A new cyber-espionage campaign is targeting Tibetan organizations globally by deploying a malicious Mozilla Firefox browser extension in order to access and control users’ Gmail accounts. Named “FriarFox”, the browser extension appears to be the work of a China-linked advanced persistent threat (APT) tracked as TA413 focused on espionage and civil dissident surveillance that includes the Tibetan Diaspora.
According to researchers at Proofpoint, the campaign has been active since at least 2020 and also involved the Scanbox and Sepulcher malware in addition to the FriarFox extension.
In the observed attacks to compromise targets the hackers used a phishing email impersonating the “Tibetan Women's Association” containing a link directing potential victims to a fake Adobe Flash Player update-themed page, which runs several JavaScript scripts that deliver the FriarFox extension. However, the extension is delivered only if several conditions are met, specifically, if a user is using the Firefox browser and is utilizing Gmail in that browser.
Once the extension was installed, the threat actor gained access to the victim’s Gmail account and was able to perform various activities, such as search emails, archive messages, read emails, receive notifications, label emails, mark messages as spam, delete emails, refresh the inbox, forward emails, modify alerts in the browser, delete emails from the Trash folder, and send emails.
The researchers said that FriarFox appears to be based on “Gmail Notifier (restartless)”, a free tool that allows users to receive notifications and perform certain Gmail actions on up to five Gmail accounts that are actively logged in simultaneously.
“In recent campaigns identified in February 2021, browser extension delivery domains have prompted users to “Switch to the Firefox Browser” when accessing malicious domains using the Google Chrome Browser,” Proofpoint noted in its report.

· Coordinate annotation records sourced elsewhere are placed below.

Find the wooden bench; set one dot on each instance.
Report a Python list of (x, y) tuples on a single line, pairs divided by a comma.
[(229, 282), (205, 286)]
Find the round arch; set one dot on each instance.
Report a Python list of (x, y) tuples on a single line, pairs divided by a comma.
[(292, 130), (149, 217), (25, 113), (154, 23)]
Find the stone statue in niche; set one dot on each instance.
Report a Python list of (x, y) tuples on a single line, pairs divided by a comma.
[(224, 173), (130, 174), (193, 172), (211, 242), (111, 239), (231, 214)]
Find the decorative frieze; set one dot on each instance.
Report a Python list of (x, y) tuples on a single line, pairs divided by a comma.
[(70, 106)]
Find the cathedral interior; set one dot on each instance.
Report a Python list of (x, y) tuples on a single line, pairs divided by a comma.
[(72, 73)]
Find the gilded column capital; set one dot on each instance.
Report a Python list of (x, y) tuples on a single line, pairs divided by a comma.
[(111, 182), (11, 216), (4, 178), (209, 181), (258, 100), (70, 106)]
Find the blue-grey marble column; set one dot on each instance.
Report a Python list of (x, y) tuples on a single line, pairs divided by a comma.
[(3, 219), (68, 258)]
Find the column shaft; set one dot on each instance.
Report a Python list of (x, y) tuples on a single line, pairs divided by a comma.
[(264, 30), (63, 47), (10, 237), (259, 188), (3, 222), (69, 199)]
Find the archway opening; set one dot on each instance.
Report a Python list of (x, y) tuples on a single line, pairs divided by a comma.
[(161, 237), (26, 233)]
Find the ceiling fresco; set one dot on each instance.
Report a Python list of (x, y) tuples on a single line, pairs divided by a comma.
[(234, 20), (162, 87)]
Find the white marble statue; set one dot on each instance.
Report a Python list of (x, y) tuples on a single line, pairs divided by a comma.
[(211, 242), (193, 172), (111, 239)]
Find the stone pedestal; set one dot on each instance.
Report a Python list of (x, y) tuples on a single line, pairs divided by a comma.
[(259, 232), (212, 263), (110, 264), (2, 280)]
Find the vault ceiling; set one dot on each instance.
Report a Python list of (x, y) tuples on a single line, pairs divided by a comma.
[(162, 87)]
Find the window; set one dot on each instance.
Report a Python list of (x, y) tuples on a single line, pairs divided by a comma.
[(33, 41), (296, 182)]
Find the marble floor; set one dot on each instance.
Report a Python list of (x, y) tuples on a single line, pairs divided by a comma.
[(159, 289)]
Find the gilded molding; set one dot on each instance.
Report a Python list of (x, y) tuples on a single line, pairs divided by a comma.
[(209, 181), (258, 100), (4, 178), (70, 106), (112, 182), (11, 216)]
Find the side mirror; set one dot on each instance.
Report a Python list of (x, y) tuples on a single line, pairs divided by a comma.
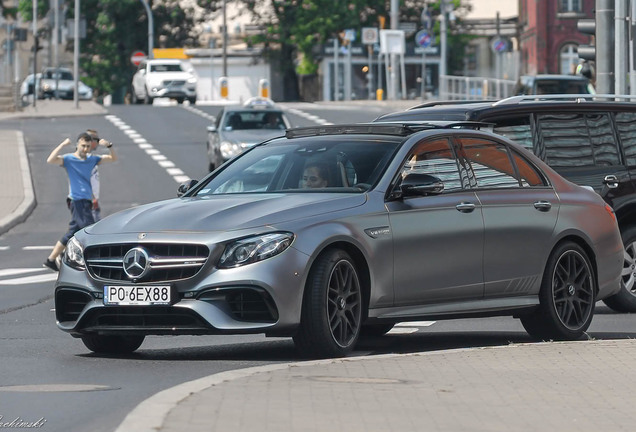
[(185, 187), (421, 185)]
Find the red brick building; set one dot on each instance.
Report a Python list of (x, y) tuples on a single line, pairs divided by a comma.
[(548, 38)]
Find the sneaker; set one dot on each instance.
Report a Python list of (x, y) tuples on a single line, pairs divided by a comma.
[(50, 264)]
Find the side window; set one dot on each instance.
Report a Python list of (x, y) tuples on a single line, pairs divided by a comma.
[(528, 174), (577, 140), (490, 163), (437, 159), (626, 125)]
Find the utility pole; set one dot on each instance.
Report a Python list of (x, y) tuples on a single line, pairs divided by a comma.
[(605, 46), (35, 51), (76, 55), (224, 38), (151, 31)]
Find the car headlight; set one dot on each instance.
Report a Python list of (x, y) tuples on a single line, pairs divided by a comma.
[(230, 149), (253, 249), (74, 254)]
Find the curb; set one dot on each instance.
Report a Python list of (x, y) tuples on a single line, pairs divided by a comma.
[(150, 414), (28, 203)]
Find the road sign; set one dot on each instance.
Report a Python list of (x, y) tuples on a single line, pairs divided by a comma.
[(137, 57), (499, 45), (424, 38), (369, 35)]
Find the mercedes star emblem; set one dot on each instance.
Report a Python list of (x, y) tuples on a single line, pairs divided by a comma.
[(136, 263)]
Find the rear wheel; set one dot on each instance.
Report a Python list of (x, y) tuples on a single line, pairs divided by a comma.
[(332, 307), (103, 344), (566, 298), (625, 299)]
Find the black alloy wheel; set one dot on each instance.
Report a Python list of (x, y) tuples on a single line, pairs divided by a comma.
[(625, 299), (567, 296), (332, 307)]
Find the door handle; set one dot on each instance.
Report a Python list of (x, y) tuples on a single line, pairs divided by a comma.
[(543, 205), (465, 207), (611, 181)]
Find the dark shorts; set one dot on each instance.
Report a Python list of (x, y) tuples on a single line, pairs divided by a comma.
[(81, 216)]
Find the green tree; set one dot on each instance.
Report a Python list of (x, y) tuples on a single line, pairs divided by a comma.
[(295, 28), (117, 28)]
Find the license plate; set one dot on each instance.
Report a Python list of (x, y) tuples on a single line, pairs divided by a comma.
[(137, 295)]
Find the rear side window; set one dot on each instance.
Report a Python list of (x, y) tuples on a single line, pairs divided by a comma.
[(576, 140), (434, 158), (490, 161), (626, 125)]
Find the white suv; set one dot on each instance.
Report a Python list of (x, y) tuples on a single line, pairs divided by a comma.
[(163, 78)]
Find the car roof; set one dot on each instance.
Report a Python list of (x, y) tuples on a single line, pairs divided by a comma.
[(476, 110)]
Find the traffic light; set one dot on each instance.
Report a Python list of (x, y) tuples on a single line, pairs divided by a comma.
[(587, 26)]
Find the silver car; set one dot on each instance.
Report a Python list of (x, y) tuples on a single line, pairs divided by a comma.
[(239, 127), (332, 232)]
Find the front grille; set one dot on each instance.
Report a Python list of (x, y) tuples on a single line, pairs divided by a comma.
[(167, 262)]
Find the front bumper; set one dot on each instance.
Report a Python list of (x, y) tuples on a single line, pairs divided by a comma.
[(264, 297)]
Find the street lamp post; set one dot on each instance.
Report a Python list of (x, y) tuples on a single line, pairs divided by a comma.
[(151, 35)]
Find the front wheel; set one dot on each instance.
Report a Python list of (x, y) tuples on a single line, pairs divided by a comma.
[(566, 298), (332, 307), (108, 344), (625, 299)]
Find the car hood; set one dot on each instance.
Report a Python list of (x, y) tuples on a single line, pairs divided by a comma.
[(251, 136), (63, 84), (159, 78), (223, 212)]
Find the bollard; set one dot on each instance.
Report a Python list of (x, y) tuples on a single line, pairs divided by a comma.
[(223, 87), (263, 88)]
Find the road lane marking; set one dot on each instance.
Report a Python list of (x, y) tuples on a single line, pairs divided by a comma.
[(50, 277), (17, 271), (177, 174)]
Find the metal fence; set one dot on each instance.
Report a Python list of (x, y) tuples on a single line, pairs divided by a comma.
[(474, 88)]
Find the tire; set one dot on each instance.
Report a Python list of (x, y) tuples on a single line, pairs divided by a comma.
[(375, 330), (625, 299), (566, 297), (112, 344), (331, 314)]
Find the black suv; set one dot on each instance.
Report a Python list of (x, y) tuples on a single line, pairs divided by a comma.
[(589, 140)]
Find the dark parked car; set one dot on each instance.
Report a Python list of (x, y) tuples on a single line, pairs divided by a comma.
[(553, 84), (591, 142), (239, 127), (328, 232)]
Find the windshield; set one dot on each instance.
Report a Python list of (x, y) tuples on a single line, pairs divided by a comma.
[(350, 164)]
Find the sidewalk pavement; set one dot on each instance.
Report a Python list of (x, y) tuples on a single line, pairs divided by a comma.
[(573, 386)]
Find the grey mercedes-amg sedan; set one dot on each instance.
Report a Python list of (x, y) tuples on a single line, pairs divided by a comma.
[(332, 232)]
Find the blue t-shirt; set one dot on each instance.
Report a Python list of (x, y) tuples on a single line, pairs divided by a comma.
[(79, 175)]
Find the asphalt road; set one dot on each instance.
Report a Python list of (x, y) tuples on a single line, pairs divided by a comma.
[(47, 374)]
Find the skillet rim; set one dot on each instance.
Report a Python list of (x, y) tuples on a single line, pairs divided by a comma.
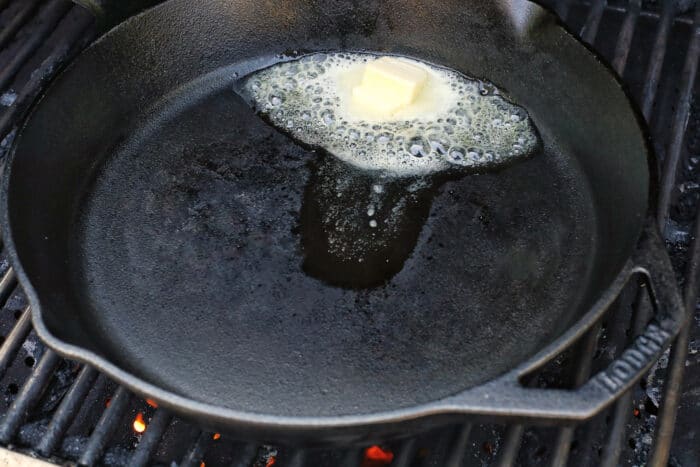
[(316, 425)]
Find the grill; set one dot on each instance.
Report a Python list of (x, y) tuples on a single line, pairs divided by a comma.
[(65, 412)]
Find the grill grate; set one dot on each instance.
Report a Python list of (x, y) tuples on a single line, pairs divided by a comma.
[(65, 412)]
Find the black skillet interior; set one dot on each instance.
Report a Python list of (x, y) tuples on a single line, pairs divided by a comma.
[(161, 226)]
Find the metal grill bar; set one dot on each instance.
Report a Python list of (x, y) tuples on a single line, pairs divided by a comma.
[(459, 446), (244, 457), (21, 17), (590, 28), (66, 47), (680, 122), (66, 411), (405, 454), (624, 39), (511, 445), (299, 459), (562, 9), (656, 60), (7, 284), (672, 390), (149, 441), (105, 427), (14, 340), (193, 456), (28, 396), (49, 19)]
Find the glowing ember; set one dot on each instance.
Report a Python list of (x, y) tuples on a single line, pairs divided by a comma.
[(377, 454), (139, 423)]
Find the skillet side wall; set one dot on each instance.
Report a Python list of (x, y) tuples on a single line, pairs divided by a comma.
[(89, 109)]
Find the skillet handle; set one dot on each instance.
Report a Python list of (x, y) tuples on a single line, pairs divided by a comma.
[(109, 13), (507, 397), (651, 261)]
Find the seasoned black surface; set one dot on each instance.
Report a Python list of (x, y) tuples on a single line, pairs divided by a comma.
[(192, 236), (483, 445)]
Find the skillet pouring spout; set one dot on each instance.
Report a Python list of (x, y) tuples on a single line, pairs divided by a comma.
[(169, 237)]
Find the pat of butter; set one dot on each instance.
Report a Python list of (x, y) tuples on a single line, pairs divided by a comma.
[(389, 84)]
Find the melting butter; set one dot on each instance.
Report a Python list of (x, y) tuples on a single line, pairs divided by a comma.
[(453, 122)]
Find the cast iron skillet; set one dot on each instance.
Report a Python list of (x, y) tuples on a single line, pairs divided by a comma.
[(167, 236)]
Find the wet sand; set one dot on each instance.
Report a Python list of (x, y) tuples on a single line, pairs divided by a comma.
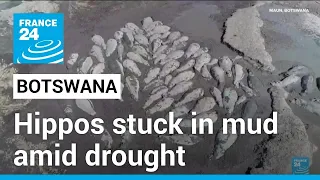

In addition to the FriarFox browser extension, the attackers also utilized the Scanbox PHP and JavaScript-based reconnaissance framework, which is primarily used by Chinese APT’s and shared across multiple groups. The tool is capable of tracking visitors to specific websites, performing keylogging, and collecting user data that can be leveraged in future intrusion attempts.
“The introduction of the FriarFox browser extension in TA413’s arsenal further diversifies a varied, albeit technically limited repertoire of tooling. The use of browser extensions to target the private Gmail accounts of users combined with the delivery of Scanbox malware demonstrates the malleability of TA413 when targeting dissident communities,” Proofpoint said. “While not conventionally sophisticated when compared to other active APT groups, TA413 combines modified open source tools, dated shared reconnaissance frameworks, a variety of delivery vectors, and very targeted social engineering tactics. The result is that this group finds mileage from previously disclosed tools like Scanbox and Royal Road by varying the method of their introduction to the victim environment. Apart from the custom toolsets observed in Exile Rat, Sepulcher, and other now dated implants, TA413 appears to be pivoting to modified open source tooling to compromise the global dissident organizations they have been tasked with surveilling.”